The first OS i was testing on was XP. The quality of the image was… well. Wow! Amazingly sharp. And the best is: I didn’t have to install anything as I got no CD/DVD or any other media with the monitor. XP installed the screen as Plug&Play monitor, and that’s all. The Windows Update service neither returned any drivers. After a quick search on the allmighty Google returned absolutely no information regarding any usable driver, but I guess I shouldn’t even need any, as the screen works as it should.
The second OS was Vista. I guessed it will recognize as a Hanns-G monitor (it will read it from the monitor’s ICs), but it didn’t. It knew the screen is an LCD monitor, also that is plug&play but nothing else. I thought the Update Service will find something as it’s smarter than the one bundled in XP, but again I was wrong as it didn’t. So I just used it as a plug&play monitor.
The quality of the image under Vista, well, a good advice: switch font smoothing off. With smoothing on the image was unexpectedly ugly. I’m don’t have a designer’s eye, but I guess if a designer would have see the quality of the image, would have cry like a baby. If you turn the smoothing off, the quality is the same as in XP’s case: a wow.
The monitor has 5 buttons below the screen:
- Auto-Adjust: it auto-adjusts what you see on the screen, to best fit the screen
- Volume-down: as it has integrated speakers, this is a volume control to turn the volume down
- Switch On/Off: well…
… guess it - Volume-up
- Menu: read below
Pressing the button labeled with an “M” in the button-bar will bring the the On-Screen-Display up. This is simple and straight forward: you have 8 menu-points.
- Brightness
- Contrast
- Image settings: you can control the position the image, the clock, the phase
- Color Settings: the color grade. It has 3 presets: 5500 K, 6500 K and 9300 K and you can define your own as well.

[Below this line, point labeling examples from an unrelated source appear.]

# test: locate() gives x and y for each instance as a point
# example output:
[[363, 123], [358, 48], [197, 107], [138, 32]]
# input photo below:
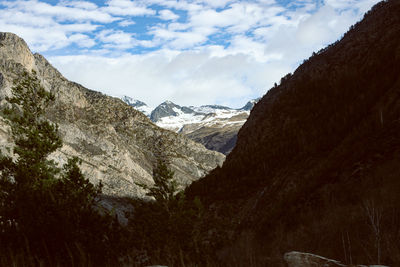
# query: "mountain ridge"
[[317, 154], [116, 143], [214, 126]]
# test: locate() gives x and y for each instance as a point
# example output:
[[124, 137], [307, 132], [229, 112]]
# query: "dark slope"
[[318, 154]]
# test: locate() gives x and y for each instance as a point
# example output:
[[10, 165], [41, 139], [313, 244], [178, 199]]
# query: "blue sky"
[[191, 52]]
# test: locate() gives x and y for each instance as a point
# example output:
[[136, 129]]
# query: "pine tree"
[[47, 210]]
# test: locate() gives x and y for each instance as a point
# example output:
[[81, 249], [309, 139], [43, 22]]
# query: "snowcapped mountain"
[[138, 105], [214, 126]]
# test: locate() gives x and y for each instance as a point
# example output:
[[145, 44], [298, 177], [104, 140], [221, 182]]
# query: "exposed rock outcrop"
[[214, 126], [115, 142], [299, 259], [316, 165]]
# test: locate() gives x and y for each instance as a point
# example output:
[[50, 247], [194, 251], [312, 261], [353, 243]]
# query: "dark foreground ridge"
[[316, 166]]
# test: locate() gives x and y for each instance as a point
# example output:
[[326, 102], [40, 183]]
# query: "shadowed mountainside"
[[316, 165]]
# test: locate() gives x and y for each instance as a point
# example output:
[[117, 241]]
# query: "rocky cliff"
[[316, 165], [115, 142], [214, 126]]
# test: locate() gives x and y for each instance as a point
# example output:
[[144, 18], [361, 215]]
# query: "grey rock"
[[300, 259], [116, 143]]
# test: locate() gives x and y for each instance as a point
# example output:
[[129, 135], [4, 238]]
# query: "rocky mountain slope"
[[316, 165], [214, 126], [116, 143]]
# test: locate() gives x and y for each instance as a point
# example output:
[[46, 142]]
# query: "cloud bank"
[[191, 52]]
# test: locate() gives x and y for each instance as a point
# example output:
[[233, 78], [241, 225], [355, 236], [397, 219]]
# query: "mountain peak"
[[14, 48]]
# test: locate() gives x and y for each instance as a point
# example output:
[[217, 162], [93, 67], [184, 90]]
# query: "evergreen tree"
[[46, 210]]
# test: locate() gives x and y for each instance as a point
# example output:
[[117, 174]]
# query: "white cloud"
[[219, 51], [167, 14], [126, 23], [59, 12], [127, 8], [187, 77]]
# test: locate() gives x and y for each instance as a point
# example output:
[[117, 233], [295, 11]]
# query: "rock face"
[[214, 126], [317, 162], [299, 259], [115, 142]]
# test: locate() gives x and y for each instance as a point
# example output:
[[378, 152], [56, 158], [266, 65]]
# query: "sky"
[[191, 52]]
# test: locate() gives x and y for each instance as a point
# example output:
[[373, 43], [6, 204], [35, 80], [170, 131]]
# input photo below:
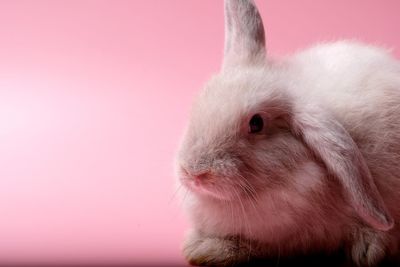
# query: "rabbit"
[[292, 156]]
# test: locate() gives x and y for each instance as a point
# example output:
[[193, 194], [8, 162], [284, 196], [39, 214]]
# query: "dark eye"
[[256, 124]]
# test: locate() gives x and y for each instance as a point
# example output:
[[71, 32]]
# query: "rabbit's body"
[[294, 156]]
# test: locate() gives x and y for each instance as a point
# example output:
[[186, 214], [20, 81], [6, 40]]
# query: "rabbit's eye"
[[256, 124]]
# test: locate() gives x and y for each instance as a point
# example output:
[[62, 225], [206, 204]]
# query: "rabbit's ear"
[[244, 33], [330, 142]]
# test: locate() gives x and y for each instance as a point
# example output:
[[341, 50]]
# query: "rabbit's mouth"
[[207, 187]]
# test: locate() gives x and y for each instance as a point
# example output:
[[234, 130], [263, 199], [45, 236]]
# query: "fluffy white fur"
[[323, 175]]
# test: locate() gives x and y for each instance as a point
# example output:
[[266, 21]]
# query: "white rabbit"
[[295, 156]]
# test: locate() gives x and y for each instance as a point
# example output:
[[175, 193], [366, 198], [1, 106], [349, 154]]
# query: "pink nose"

- OSD: control how the OSD looks and acts like
- ETC: some misc settings like volume, DOS mode (text or graphic), VGA settings and restore factory defaults
- Input Setting: Analog or Digital
- Exit
Generally, the LCD is awesome: it acted well in any situation, the heat emitting is very reduced and the screen doesn’t reflect a thing. Compared to it’s price, $~200 + 19% VAT where I live, si an excellent choice if you don’t want or can’t spend a fortune on an LCD screen. My score would be 9.5 of 10.